Теперь переходим к ГСН. Отстрел ППИ,его лучистая энергия вызовет засветку всего поля  фотоматрицы ГСН ,пусть даже на долю секунды
что в свою очередь приведет к ошибке обработки информации т.к. в этот момент на шине данных возникнет "неразбериха" которую МП будет 
устранять вызывая из ПЗУ подпрограмму коррекции "зрения."Описывать весь процесс  работы МП нет желания -инфо по данной теме полно.
Дальше происходит  еще один засвет,за ним следующий и т.д.

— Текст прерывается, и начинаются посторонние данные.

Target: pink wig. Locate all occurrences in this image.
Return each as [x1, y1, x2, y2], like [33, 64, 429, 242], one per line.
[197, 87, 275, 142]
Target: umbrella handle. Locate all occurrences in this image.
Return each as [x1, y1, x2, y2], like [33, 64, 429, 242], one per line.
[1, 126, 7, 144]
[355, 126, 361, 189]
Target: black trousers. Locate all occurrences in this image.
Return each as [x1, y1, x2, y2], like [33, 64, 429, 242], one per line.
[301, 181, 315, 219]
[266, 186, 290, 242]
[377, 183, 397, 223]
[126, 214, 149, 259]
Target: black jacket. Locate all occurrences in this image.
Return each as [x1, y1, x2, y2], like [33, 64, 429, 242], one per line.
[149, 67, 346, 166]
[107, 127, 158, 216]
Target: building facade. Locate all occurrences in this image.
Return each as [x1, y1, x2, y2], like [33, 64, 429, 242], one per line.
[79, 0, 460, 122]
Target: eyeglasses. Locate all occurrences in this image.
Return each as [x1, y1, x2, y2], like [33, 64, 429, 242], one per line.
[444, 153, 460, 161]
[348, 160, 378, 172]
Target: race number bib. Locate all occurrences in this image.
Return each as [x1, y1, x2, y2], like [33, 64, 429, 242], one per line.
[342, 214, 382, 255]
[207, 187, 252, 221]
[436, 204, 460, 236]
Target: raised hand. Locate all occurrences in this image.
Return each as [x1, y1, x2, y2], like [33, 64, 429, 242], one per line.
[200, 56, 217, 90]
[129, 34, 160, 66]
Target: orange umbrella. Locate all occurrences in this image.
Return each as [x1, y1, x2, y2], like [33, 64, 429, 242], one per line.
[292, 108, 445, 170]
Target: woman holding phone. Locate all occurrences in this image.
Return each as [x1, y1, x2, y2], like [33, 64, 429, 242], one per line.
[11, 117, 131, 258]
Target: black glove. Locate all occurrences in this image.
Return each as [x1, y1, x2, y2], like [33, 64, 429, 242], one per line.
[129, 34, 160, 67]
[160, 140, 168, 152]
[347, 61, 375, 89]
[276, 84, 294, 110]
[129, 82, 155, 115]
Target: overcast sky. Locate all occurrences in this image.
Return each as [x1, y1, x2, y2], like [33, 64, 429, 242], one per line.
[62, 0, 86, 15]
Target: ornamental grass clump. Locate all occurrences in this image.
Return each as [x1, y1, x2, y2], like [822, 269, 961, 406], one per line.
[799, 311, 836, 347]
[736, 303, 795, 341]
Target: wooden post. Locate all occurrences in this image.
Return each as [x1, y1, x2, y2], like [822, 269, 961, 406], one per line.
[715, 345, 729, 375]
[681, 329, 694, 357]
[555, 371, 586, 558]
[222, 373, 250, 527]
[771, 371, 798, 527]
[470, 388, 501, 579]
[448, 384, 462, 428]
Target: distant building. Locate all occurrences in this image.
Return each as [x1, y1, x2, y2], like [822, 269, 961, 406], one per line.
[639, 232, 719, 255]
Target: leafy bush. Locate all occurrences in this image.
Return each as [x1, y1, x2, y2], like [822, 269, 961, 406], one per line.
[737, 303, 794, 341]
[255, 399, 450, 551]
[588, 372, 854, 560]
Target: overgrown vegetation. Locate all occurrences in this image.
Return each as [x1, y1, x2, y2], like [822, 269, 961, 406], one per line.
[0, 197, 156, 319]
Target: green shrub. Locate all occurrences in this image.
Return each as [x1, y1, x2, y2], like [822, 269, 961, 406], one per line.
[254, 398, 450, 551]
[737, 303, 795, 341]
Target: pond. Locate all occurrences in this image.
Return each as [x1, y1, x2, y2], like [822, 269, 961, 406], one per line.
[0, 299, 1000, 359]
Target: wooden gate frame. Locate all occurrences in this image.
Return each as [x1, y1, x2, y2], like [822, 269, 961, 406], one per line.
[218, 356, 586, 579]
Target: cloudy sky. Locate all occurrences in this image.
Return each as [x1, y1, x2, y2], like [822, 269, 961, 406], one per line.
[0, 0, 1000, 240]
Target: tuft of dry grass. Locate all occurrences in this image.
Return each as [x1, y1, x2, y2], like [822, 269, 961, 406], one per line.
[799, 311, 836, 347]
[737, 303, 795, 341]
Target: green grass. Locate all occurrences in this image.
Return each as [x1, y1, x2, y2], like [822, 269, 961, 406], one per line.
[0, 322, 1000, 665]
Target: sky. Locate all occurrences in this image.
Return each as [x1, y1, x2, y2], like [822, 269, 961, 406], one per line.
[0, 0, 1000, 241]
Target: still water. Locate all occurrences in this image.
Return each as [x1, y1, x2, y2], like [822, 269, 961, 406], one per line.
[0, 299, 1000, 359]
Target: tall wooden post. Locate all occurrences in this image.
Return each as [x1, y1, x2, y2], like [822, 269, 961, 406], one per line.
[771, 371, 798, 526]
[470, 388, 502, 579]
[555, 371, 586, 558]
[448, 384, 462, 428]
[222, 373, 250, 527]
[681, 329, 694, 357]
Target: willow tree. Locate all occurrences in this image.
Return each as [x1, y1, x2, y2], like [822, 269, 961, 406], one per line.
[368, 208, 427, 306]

Ошибки с каждым разом будут возростать и МП каждый раз будет их
обрабатывать.Но....
На мой вопрос Вы так и не ответили.А ведь он был довольно простой- и касался ППИ-50-3.Почему данный патрончик действительно не окажет должного воздействия на IIR. Ответ довольно простой и лежит в основах полупроводниковой техники...

----------


## juky-puky

> ПМСМ, применение РЭБ в маневренном БВБ малоэффективно против любого оружия.


- Ещё раз могу повторить: серия ППИ-50 из четырёх патронов выпущенных  в маневренном БВБ за 1 секунду, уводит от самолёта-цели ракету Р-73 с вероятностью близкой к 100%.  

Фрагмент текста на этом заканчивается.